Here’s what Uncle Eddie should be asking at PMQs. Do you think your approach to cutting the deficit is wise considering that Ireland destroyed itself by doing exactly the same thing in 2006? Why doesn’t your Chancellor, who has no experience of business, commerce or finance, listen to the serious economists who say his plans will end in disaster? In the light of research showing that you could avoid spending cuts by taxing the richest 1,000, do you think that it is fair to sacrifice the livelihoods and lives of millions of people because of mistakes made by your friends in the City? You insist that the working class and middle class should lose public services and quality of life. Why should they? What gives you the right to do this? Who do you think you are? How do you look in the mirror in the morning, and sleep at night?

Seven months into the National Government’s first term we are seeing riots, demonstrations and occupations. Consider that the real pain of Gideonomics won’t hit until January when the VAT hike comes in. Students breaking into CCHQ could then be the least of Cameron’s problems. We are seeing the dawn of a new, intelligent, creative force in political protest. On Friday in several different cities activists from UK Uncut chanted ‘We are the tax enforcement society’ as they closed flagship stores of revenue-dodging billionaire Philip Green. There has never been such acute awareness of the distribution of wealth and power. The debate is happening, but it’s not happening in Parliament.

Government strategy against Ed Miliband is the same as it was against Labour leaders of the 1980s, to link him with leftwing disorder or at least make him deny that there’s a link. Miliband knows this and by manouvreing around the charge he is making himself look ridiculous. On a recent student demo, Miliband said that ‘I said I was going to talk to them at some point, I was tempted to go out and talk to them.’ Why didn’t you? ‘I think I was doing something else at the time, actually.’ Cameron, a brilliant debater, capitalised on this at PMQs: ‘At least the Deputy Prime Minister can make up his mind whether to join a demo or not – the Leader of the Opposition cannot even decide whether to sit on the fence.’

Thing is, Miliband will gain nothing by distancing himself.
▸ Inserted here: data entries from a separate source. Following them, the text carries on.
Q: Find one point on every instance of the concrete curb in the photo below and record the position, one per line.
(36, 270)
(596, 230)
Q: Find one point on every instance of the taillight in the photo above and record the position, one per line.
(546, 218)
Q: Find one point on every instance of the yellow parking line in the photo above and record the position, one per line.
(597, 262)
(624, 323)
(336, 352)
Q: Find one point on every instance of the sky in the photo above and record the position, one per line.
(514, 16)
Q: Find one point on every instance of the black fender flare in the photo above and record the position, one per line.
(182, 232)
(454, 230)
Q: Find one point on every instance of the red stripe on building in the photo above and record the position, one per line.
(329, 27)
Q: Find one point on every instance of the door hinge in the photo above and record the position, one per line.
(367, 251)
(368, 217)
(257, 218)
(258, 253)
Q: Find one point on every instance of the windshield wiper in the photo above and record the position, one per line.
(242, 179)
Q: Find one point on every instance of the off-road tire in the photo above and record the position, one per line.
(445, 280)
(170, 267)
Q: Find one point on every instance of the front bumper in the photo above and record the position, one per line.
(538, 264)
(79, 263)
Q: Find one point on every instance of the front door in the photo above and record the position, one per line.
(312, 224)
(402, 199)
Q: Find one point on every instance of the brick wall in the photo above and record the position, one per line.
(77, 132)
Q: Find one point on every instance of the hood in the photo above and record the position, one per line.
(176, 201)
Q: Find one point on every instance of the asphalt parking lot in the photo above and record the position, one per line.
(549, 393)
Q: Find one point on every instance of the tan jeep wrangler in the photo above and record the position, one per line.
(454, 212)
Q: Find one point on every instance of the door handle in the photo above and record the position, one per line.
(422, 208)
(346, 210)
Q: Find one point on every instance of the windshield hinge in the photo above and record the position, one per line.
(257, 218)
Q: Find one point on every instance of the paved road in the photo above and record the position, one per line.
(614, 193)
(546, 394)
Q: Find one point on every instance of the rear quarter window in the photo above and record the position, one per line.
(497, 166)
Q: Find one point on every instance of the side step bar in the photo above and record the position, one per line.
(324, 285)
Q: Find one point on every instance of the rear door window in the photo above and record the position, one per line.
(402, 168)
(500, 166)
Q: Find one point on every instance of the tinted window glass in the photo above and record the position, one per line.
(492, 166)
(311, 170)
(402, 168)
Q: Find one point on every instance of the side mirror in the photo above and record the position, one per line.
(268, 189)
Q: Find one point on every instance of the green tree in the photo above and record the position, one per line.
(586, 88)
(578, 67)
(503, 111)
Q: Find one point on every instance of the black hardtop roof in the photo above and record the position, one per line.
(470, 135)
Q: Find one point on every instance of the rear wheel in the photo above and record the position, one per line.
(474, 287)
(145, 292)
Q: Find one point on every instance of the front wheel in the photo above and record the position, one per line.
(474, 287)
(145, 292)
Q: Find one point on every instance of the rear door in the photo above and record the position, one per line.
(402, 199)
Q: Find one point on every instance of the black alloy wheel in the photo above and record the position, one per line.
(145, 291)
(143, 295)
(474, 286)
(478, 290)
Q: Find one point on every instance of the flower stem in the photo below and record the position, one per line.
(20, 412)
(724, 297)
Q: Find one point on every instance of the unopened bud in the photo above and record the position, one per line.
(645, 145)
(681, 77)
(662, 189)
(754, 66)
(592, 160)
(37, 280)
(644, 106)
You can’t appease the right. They are never satisfied. Miliband should go on the attack and throw his weight behind the protestors. These aren’t the sectarian bigots of the STWC. They are the ‘squeezed middle’ he keeps going on about. They are people with jobs and relationships and needs and aspirations. And in the end, they may not need him.

Update: Having said that

3 Comments

  1. Mike Killingworth said,

    Well, you’re right that you can’t appease the right – the difficulty may be that they are also the majority. After all, the coalition parties got 60% of the votes at the General Election…

  2. SteveH said,

    “I was born into the progressive Guardianista middle class.” – Your move into the Telegraphista has been remarkable.

    “People tend to underestimate Cameron” – I would disagree, I think they overestimate him because of his media friendly looks. I thought he performed pitifully in the leadership debates and his handling of policy decisions is notable by its incompetence.

    “Consider that the real pain of Gideonomics won’t hit until January when the VAT hike comes in” – And actual cuts in the public sector take affect.

    “They are the ‘squeezed middle’ he keeps going on about.” – That is a fair point and shows the limits of the student demands, so while I fully support them I understand a qualitative change in outlook is needed to make this movement a revolutionary one.

    Overall, yes Ed is complete waste of space but then are we surprised?

  3. china!h said,

    Capitalism and its heed is the enemy even among the minority union!d working class let alone the unemployed.All indebted to a structure that uses.And there are some savours who cry salvation,still got to bye the bread though under their state control.